One of our goals as a company is to educate hackers so they can find more critical bugs in the targets they hack on. To this end, we created Hacktivity over 4 years ago. On Hacktivity, hackers can read publicly disclosed reports that were submitted to public programs on HackerOne. In 2018, we also added the ability for hackers to publish any report they submitted to a company outside of HackerOne, making Hacktivity one of the biggest resources of vulnerability information for hackers to learn about specific types of vulnerabilities.
In order to make surfacing reports on Hacktivity easier, we introduced Search functionality for Hacktivity. This post will talk about what we learned from the project.
Initial strategy: 3 search vectors (one per disclosure level)
In order to keep things simple and consistent, our initial strategy was to re-use pg_search, a gem that is widely adopted on our platform for search functionality. Given the different disclosure levels of vulnerability reports (which determine the attributes a user is allowed to search on), we opted for defining different search vectors that contain the searchable content for each disclosure level. Then, we would take a search query and search through the search vectors using different subgroups of reports, e.g:
There were a couple of problems with this approach. First, the scope isn’t very legible (note that this does not include the undisclosed reports yet). As the conditions for the report subsets become more complex and the names for the scopes are a little longer, this scope becomes pretty hard to read. Second, this scope isn’t very performant. We ended up constructing a SQL query instead and performing that query on Report.
The most difficult problem with this approach, however, was not performance or legibility: it was the backfills. With more than 300,000 reports on HackerOne, we would need to backfill the search vectors for every single report. We tried to mitigate some of the issues by creating background jobs that would create those search vectors, but with three separate search vectors for each report, this would mean we’d have to schedule around 1,000,000 jobs! We ran test backfills on a small number of reports using Datadog to measure the performance of the backfill. Extrapolating the performance of the initial test set to our full set indicated that the backfill would likely take one week.
However, because we would be creating so many new ReportSearch records, we chose to run the backfill in batches. That way, we could monitor the impact that the growth of the ReportSearch table was having on the performance of the backfill. So, we would have to run a batch, wait for the queue to be empty, evaluate the performance, make changes if needed, and repeat. We used both a Datadog counter for keeping track of the size of the queue and a histogram to track the duration of the jobs.

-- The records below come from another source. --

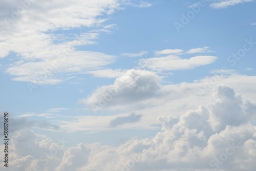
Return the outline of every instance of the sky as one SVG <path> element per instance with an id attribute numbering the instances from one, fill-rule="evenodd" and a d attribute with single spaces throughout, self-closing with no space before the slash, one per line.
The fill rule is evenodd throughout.
<path id="1" fill-rule="evenodd" d="M 254 0 L 0 0 L 1 170 L 255 170 Z"/>

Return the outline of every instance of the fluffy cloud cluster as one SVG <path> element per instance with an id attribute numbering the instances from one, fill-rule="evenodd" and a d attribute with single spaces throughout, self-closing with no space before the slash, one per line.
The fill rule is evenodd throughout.
<path id="1" fill-rule="evenodd" d="M 155 73 L 132 69 L 116 79 L 113 84 L 98 88 L 80 101 L 97 110 L 126 105 L 127 102 L 145 102 L 163 93 L 161 79 Z"/>
<path id="2" fill-rule="evenodd" d="M 211 100 L 180 117 L 159 116 L 161 132 L 118 147 L 72 147 L 19 132 L 12 138 L 10 170 L 255 170 L 256 105 L 226 84 L 213 89 Z"/>

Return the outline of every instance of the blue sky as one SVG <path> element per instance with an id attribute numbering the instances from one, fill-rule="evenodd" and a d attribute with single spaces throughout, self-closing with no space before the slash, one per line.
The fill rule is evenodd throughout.
<path id="1" fill-rule="evenodd" d="M 197 120 L 206 115 L 208 119 L 201 120 L 206 122 L 202 124 L 210 131 L 202 130 L 202 134 L 207 145 L 197 146 L 214 154 L 206 155 L 208 160 L 204 161 L 206 154 L 197 152 L 206 164 L 191 168 L 211 170 L 218 164 L 227 170 L 234 156 L 223 164 L 209 164 L 225 148 L 211 145 L 211 141 L 218 141 L 213 135 L 231 143 L 239 138 L 232 137 L 228 126 L 238 133 L 239 127 L 247 125 L 243 129 L 249 130 L 246 132 L 256 129 L 253 0 L 69 0 L 62 3 L 2 0 L 0 3 L 0 110 L 7 111 L 11 121 L 18 123 L 17 130 L 11 129 L 12 153 L 17 156 L 11 158 L 13 163 L 30 155 L 32 158 L 24 160 L 43 167 L 37 159 L 40 154 L 15 149 L 23 147 L 15 143 L 20 135 L 35 138 L 35 144 L 44 144 L 42 138 L 51 139 L 48 144 L 53 146 L 57 138 L 65 137 L 68 146 L 56 156 L 62 162 L 54 164 L 51 160 L 49 170 L 101 170 L 92 161 L 86 165 L 73 161 L 67 166 L 70 160 L 67 154 L 74 153 L 79 157 L 73 150 L 83 145 L 95 152 L 88 158 L 99 156 L 100 153 L 93 149 L 96 146 L 102 152 L 123 150 L 116 156 L 126 160 L 119 160 L 116 167 L 111 167 L 112 162 L 105 159 L 100 162 L 108 166 L 106 170 L 124 170 L 121 163 L 127 167 L 130 154 L 136 153 L 124 153 L 124 144 L 140 144 L 143 148 L 157 135 L 162 134 L 164 139 L 168 134 L 176 135 L 179 126 L 191 133 L 196 129 L 199 134 L 202 125 Z M 23 10 L 19 12 L 19 9 Z M 197 136 L 201 137 L 199 134 Z M 181 136 L 190 138 L 185 133 Z M 256 157 L 256 137 L 253 134 L 250 136 L 240 137 L 244 143 L 239 145 L 236 156 L 241 161 Z M 167 141 L 179 142 L 182 146 L 185 142 L 181 138 Z M 96 142 L 100 144 L 94 144 Z M 156 142 L 152 145 L 163 148 L 167 145 L 166 141 L 161 145 Z M 49 150 L 48 145 L 44 150 Z M 188 151 L 195 149 L 189 148 Z M 184 157 L 176 153 L 177 159 Z M 157 160 L 152 170 L 170 170 L 175 161 L 161 152 L 158 155 L 166 162 Z M 183 164 L 189 166 L 193 157 L 184 157 L 187 159 Z M 128 167 L 144 169 L 150 158 Z M 248 162 L 239 169 L 255 169 L 253 163 Z M 161 163 L 164 166 L 158 167 Z M 173 170 L 181 170 L 183 164 L 177 164 Z M 21 167 L 13 169 L 25 170 L 32 166 Z"/>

In short, the initial approach led us down a rabbit hole of over-engineering a solution to a problem we didn’t yet have. It also had a negative impact on our velocity and we had to push our launch date back considerably as we were figuring out how to backfill the search vectors, working closely with our infrastructure team to make sure we didn’t jeopardize the overall availability and performance of the platform.
Our main reasons for reconsidering this initial approach were:
- We’d have to wait until the full backfill is done before launching the feature, otherwise the search results would be incomplete or incorrect (see #2).
- While the backfill is running, events may happen that warrant an update to the search vectors. This backfill would be placed at the end of the backfill queue, causing the search vectors to be out of date until the backfill is completely finished. We had to consider the security implications of this; if an update is redacting sensitive information from a report, we want those changes reflected in the search vectors as soon as possible so we don’t match reports on information that isn’t there anymore.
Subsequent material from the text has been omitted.